I’d like to think this may be just an issue with the underlying PDF viewer interpreting that close together vertical lines are not proper text, but a bunch of closer together horizontal lines, as it seems to highlight in line with that idea. It may also just be the fuzziness of the text in general.
It would also make sense as if I try to programmatically highlight words that are within those vertical lines, its not able to find them within the document to highlight them.

Missing words not highlighting:

  1. Take the PDF found here
  2. Put it into the measurement tool sample linked above
  3. Observe that a lot of the text isn’t highlightable. Namely on the second page, many of the coordinate texts aren’t highlightable.

Would this be some structure missing from the PDF data?

With these issues, I am mostly looking for some kinda of direction on whether this issue stems from the PDF data, Webviewer, or just the underlying PDF viewer in general. If you have any direction or input, that would be great, thank you!

Please provide a link to a minimal sample where the issue is reproducible:

1 Like

Hello, I’m AiRon, an automated tech support bot :robot:
While you wait for one of our customer support representatives, I can help you with your question.

From your description, it seems like there might be a few factors influencing the behavior you’re observing with vertical text annotations in WebViewer. The issues with text misalignment and missing highlights often relate to how the PDF content is structured and how the WebViewer interprets it.

Some things you can try:


  • Check the PDF text structure: Ensure that the PDF text is properly recognized as text objects.
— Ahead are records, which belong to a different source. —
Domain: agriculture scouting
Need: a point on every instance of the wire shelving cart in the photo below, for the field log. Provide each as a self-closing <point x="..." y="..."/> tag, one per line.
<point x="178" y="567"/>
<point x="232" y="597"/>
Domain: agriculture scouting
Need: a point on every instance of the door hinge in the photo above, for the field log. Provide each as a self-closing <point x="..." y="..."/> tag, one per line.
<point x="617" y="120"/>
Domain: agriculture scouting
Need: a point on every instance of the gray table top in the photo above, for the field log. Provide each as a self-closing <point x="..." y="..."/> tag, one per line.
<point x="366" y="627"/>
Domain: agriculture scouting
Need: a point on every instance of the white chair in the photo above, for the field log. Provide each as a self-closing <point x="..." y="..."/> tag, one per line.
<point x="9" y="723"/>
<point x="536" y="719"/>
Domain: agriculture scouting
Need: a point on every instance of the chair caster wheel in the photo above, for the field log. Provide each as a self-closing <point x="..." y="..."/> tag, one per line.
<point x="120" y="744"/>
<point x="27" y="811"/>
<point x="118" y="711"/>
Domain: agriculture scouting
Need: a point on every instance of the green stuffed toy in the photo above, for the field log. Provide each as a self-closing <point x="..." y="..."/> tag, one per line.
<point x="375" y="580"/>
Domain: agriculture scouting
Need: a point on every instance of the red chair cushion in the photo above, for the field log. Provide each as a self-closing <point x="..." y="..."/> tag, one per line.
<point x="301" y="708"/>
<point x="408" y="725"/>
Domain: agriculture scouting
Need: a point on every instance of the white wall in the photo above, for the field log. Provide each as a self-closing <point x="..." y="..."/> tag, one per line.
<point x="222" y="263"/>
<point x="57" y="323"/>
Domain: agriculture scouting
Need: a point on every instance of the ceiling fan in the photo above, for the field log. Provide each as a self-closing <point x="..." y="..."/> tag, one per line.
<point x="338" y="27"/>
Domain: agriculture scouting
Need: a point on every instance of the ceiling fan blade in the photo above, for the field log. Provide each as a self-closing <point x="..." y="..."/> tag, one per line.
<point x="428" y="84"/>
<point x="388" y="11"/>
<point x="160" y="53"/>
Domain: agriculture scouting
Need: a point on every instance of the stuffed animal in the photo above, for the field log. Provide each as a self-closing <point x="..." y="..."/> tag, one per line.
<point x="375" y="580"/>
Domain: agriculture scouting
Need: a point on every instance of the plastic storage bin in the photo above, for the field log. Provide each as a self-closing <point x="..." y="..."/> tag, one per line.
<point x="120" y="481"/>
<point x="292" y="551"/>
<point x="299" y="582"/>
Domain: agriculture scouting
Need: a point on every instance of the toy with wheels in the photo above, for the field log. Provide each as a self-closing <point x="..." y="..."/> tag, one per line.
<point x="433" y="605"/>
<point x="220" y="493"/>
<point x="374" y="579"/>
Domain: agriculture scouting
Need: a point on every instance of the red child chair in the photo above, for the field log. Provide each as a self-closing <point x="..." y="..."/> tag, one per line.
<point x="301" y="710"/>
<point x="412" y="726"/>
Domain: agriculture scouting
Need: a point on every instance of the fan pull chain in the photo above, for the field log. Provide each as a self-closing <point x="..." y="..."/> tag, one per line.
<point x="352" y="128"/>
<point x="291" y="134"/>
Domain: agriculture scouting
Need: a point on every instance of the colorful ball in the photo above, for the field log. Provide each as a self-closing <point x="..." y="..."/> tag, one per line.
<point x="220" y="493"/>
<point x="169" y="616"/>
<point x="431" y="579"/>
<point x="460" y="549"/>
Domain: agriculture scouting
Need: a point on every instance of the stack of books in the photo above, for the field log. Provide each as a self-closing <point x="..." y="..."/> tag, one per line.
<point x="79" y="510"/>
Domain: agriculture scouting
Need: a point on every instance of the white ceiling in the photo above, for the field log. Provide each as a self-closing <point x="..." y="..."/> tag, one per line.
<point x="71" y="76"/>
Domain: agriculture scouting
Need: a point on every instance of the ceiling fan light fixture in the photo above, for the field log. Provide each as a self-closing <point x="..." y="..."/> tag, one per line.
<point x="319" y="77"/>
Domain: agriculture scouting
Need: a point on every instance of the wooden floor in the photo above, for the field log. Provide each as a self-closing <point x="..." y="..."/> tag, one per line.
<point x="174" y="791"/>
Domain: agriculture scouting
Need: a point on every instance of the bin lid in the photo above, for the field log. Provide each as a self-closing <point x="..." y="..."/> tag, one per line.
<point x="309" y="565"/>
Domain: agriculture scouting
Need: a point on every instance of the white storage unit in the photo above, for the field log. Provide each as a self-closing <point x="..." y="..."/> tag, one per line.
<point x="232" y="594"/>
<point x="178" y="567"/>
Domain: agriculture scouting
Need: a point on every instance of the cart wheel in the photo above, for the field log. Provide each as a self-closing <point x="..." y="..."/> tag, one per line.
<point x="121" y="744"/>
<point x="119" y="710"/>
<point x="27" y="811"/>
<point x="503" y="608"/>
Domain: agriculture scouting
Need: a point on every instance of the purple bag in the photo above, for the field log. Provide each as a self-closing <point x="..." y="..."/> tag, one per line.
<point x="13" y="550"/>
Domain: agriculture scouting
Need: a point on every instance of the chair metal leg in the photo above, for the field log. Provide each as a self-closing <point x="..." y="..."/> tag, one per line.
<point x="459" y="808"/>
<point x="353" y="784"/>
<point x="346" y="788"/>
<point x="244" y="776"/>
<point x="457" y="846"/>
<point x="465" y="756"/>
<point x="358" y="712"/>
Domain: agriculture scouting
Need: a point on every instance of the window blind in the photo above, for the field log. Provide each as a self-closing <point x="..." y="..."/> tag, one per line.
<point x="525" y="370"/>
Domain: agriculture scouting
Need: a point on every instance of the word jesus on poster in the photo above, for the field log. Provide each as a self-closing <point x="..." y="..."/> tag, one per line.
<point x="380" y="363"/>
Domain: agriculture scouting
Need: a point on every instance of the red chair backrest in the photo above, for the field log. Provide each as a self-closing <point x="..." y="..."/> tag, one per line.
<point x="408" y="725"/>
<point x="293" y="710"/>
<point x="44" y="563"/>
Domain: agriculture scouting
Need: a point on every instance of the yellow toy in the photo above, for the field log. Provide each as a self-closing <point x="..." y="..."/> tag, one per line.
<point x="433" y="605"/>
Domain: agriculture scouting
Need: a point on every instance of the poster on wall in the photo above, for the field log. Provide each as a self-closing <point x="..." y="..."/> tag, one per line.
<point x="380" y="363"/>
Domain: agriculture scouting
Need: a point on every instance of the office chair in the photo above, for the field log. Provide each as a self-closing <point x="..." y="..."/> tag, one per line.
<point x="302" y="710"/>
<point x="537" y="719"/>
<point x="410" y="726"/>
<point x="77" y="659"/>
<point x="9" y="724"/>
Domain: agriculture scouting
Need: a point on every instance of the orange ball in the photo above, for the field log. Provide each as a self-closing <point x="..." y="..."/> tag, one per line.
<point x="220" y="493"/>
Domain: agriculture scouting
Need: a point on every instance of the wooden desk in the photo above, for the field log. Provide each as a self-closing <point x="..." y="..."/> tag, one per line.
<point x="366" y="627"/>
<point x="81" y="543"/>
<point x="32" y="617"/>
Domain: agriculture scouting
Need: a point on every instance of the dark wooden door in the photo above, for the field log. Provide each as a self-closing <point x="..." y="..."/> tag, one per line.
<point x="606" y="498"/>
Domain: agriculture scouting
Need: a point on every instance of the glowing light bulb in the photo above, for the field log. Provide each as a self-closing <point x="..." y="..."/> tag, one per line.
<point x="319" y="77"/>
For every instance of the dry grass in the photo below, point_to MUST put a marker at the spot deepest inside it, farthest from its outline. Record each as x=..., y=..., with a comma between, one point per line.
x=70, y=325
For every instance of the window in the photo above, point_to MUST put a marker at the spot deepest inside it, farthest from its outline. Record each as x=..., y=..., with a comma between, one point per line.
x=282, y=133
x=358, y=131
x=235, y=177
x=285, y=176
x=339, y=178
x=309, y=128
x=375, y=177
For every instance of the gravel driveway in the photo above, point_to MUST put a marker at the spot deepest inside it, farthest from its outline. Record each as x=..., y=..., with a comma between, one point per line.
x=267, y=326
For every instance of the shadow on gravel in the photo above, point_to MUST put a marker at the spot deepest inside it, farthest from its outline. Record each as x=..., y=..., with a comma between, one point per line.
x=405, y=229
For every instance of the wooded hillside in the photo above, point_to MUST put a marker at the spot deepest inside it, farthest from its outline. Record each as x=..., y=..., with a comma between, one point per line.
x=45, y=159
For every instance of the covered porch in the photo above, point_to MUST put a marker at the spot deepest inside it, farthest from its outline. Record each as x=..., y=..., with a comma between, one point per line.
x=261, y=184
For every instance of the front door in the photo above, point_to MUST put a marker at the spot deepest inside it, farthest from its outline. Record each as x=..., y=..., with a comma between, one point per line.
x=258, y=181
Sometimes, text that appears visually aligned might not be structured correctly in the PDF.

  • Use OCR: If the text is not recognized, consider applying OCR (Optical Character Recognition) to convert the text into a searchable and highlightable format.

  • Adjust the annotation alignment: Customize the rendering of annotations by adjusting properties like vertical alignment or rotation to better fit the text orientation.
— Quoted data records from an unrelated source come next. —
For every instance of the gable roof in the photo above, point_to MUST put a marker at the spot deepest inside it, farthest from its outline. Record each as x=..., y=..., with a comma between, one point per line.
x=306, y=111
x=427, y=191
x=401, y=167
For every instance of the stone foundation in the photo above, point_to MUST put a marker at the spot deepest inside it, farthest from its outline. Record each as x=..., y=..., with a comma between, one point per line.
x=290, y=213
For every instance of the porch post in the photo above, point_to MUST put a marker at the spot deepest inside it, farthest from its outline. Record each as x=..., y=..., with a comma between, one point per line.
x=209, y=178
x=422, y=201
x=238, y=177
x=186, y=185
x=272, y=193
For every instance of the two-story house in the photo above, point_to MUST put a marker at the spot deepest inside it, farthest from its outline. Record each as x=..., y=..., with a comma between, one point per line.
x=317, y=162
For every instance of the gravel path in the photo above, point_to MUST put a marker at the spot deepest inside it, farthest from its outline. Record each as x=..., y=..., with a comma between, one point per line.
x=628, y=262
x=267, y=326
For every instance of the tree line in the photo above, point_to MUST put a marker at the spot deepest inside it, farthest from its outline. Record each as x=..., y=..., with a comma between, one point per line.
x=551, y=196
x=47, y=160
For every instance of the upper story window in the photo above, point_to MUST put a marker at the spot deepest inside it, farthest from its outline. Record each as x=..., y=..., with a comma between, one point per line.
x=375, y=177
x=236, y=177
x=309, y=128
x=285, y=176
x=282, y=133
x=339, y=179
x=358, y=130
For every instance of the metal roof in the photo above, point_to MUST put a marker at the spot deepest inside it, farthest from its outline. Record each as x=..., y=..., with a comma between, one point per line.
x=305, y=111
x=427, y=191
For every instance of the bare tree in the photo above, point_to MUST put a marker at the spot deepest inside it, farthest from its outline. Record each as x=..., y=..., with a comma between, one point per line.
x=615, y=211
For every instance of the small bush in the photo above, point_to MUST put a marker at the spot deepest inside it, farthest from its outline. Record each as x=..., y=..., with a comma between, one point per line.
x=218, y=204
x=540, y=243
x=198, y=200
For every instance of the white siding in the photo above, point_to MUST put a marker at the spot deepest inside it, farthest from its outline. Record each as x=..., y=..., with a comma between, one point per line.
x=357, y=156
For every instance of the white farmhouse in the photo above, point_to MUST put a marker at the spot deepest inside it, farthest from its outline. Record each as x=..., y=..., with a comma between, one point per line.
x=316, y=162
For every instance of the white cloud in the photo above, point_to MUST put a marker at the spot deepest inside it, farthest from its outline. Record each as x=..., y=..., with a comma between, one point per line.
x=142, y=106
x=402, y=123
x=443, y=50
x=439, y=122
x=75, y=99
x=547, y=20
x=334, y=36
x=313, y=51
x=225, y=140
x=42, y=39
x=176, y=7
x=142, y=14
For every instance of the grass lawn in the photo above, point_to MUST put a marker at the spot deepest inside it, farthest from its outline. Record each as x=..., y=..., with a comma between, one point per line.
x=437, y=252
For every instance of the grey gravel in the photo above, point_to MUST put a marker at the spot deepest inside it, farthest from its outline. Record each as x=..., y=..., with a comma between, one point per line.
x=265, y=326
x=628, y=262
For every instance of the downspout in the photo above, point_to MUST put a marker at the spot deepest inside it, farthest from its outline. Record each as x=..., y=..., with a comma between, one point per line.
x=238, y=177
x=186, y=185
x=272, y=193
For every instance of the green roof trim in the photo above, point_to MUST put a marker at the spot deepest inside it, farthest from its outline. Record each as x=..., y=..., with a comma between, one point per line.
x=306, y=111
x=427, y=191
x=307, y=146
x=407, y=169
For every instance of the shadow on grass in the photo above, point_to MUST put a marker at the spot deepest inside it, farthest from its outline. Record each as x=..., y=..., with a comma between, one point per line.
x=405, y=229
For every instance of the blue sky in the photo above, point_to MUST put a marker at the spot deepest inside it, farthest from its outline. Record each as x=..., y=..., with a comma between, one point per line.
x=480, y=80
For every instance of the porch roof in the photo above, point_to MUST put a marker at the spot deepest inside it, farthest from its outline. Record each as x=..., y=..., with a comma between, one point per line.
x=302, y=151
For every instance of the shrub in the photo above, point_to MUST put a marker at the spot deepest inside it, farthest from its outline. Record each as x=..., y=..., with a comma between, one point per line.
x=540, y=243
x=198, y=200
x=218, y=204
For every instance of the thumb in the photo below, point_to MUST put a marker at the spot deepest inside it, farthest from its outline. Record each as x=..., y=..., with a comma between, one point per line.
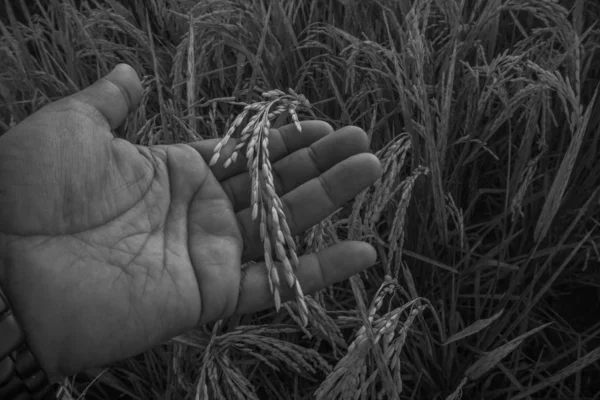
x=115, y=96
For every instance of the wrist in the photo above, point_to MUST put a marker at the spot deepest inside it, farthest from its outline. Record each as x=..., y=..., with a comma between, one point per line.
x=22, y=319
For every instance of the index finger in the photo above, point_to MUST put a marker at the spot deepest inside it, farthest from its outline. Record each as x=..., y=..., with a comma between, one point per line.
x=282, y=141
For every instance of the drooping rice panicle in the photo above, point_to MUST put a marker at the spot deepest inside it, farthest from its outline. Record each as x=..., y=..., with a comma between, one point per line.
x=278, y=242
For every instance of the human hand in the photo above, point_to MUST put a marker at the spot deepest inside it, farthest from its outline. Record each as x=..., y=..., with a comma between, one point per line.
x=109, y=248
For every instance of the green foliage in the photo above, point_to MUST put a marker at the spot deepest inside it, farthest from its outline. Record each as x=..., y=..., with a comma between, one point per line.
x=486, y=119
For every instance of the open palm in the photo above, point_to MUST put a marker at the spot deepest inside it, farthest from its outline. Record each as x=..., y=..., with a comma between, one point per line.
x=108, y=248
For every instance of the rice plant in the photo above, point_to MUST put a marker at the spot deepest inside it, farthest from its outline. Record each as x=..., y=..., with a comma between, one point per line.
x=485, y=117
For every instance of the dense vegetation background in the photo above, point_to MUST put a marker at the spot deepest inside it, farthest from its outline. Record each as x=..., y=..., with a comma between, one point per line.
x=485, y=116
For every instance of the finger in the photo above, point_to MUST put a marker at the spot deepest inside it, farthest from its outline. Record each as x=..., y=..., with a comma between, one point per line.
x=316, y=199
x=282, y=141
x=302, y=165
x=315, y=272
x=115, y=96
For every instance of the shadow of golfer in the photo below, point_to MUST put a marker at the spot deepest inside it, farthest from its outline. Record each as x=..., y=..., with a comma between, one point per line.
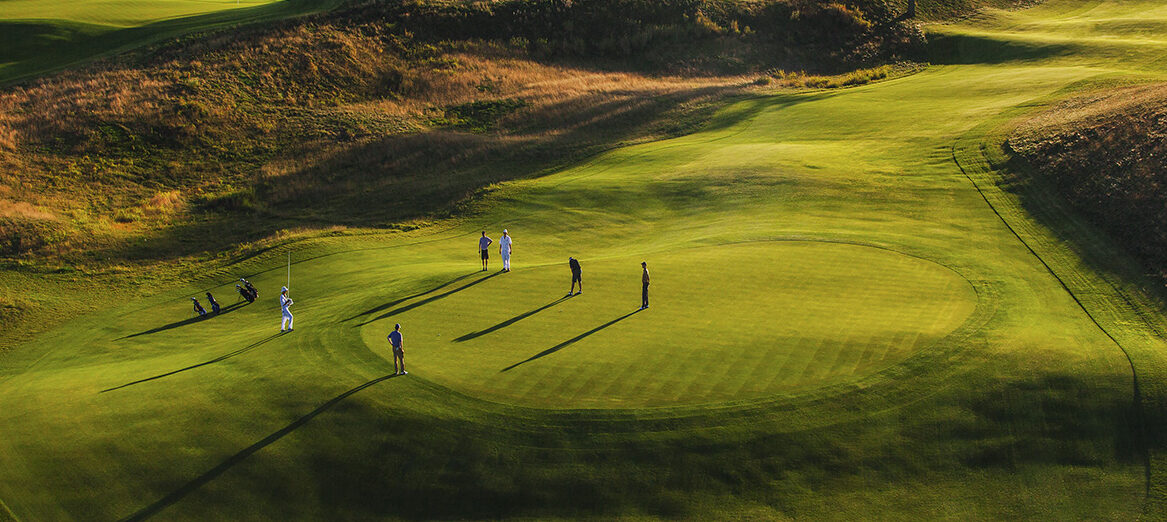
x=570, y=341
x=427, y=300
x=221, y=357
x=398, y=301
x=186, y=321
x=201, y=480
x=509, y=321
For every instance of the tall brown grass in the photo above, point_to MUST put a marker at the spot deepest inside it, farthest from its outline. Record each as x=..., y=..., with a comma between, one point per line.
x=1106, y=153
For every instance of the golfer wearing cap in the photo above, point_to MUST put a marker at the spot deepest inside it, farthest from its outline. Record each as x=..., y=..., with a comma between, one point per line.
x=198, y=308
x=484, y=249
x=398, y=343
x=644, y=290
x=285, y=303
x=504, y=250
x=577, y=276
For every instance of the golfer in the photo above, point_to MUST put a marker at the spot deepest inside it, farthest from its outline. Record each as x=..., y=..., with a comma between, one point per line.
x=198, y=308
x=504, y=250
x=398, y=343
x=484, y=248
x=577, y=277
x=285, y=303
x=244, y=293
x=644, y=290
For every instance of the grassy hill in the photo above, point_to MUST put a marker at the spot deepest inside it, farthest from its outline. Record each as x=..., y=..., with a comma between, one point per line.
x=851, y=318
x=209, y=141
x=40, y=36
x=1099, y=152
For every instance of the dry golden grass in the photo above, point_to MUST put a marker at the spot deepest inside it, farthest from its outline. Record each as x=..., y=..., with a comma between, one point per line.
x=315, y=117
  • Debug with WebViewer APIs: Use WebViewer’s APIs to programmatically inspect the text content and annotations to understand how they are being interpreted.




Here are some resources that might help you:

  • FreeText Annotation Documentation - Learn about the different properties and alignment options available for text annotations.

  • OCR Guide - Understand how to apply OCR to PDFs to improve text recognition and highlight capabilities.

  • Annotation Guide - Explore how annotations work in WebViewer and how you can customize them.

  • Text Extraction - Learn how to extract and interact with text programmatically.




Hopefully, this helps you solve your problem while you wait for a human to get back to you.

1 Like

Hello nealet,

Thank you for reaching out, it looks like the document you provided has incorrect text quads, thus the selection would be incorrect. Adobe has similar text selection behaviour.

I suggest running this document through OCR to try to get more accurate text quads.

Best regards,
Tyler

1 Like